In the article “Advances in Oxygen Equivalent Equations for Predicting the Properties of Titanium Welds” (D. Harwig, W. lttiwattana, and H. Castner, The Welding Journal, 2001: 126s-136s), the authors propose an oxygen equivalence equation to predict the strength, ductility, and hardness of welds made from nearly pure titanium.

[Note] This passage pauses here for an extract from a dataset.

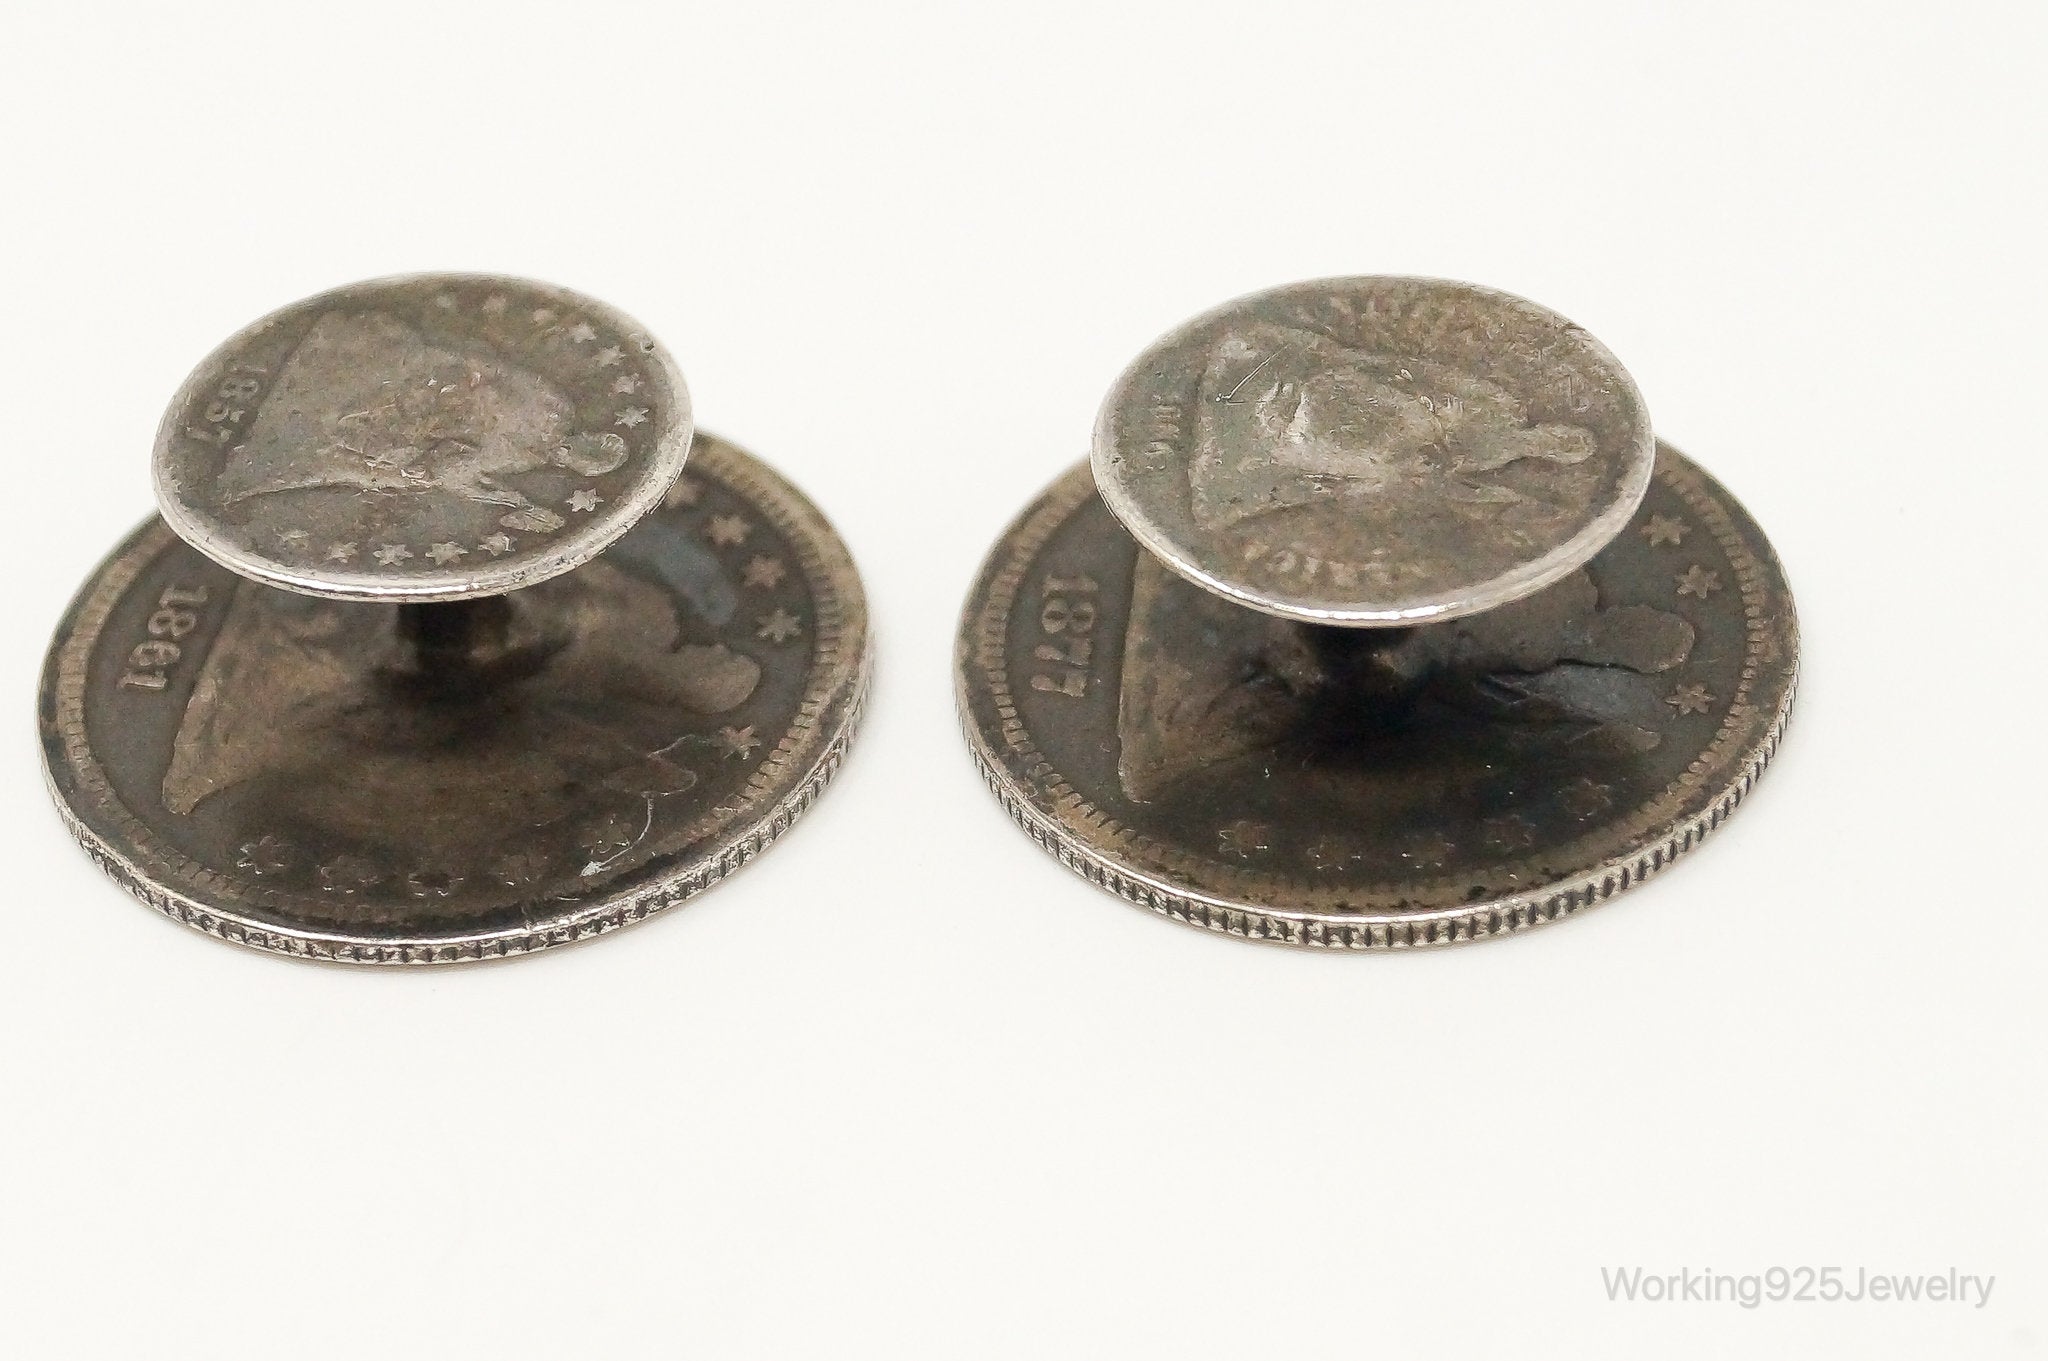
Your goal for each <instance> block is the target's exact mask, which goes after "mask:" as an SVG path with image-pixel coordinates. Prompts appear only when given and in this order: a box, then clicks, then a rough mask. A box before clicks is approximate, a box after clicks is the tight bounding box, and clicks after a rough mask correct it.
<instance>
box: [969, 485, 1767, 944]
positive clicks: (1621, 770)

The equation is E = 2C + 3.5N + O, where E is the oxygen equivalence, and C, N, and O are the proportions by weight, in parts per million, of carbon, nitrogen, and oxygen, respectively (a constant term involving iron content has been omitted) . Assume that for a particular grade of commercially pure titanium, the quantities C, N, and O are approximately independent and normally distributed with means $μ_{C}$ = 150, $μ_{N}$ = 200, $μ_{O}$ = 1500, and standard deviations $σ_{C}$ = 30, $σ_{N}$ = 60, $σ_{O}$ = 100. Find the distribution of E. Find P(E > 3000).

## Verified Solution

Since E is a linear combination of independent normal random variables, its distribution is normal. We must now find the mean and variance of E. Using Equation ( 4.12),

${c_{1}X_{1}+c_{2}X_{2}+…+c_{n}X_{n}} ∼ N(c_{1}\mu_{1}+c_{2}\mu_{2}+…+c_{n}\mu _{n}, c^{2}_{1}\sigma^{2}_{1}+c^{2}_{2}\sigma^{2}_{2}+…+c^{2}_{n}\sigma^{2}_{n})$        (4,12)

we compute

$μ_{E} = 2μ_{C} + 3.5μ_{N} + 1μ_{O}$

= 2(150) + 3.5(200) + 1(1500)
= 2500

$\sigma^{2}_{E} = 2²\sigma^{2}_{C} + 3.5²\sigma^{2}_{N} + 1²\sigma^{2}_{O}$

= 2²(30²) + 3.5²(60²) + 1²(100²)
= 57,700

We conclude that E ~ N(2500, 57,700).

To find P(E > 3000), we compute the $z$-score: $z$ = (3000- 2500)/$\sqrt{57,700}$ = 2.08. The area to the right of $z$ = 2.08 under the standard normal curve is 0.0188. So P(E > 3000) = 0.0188.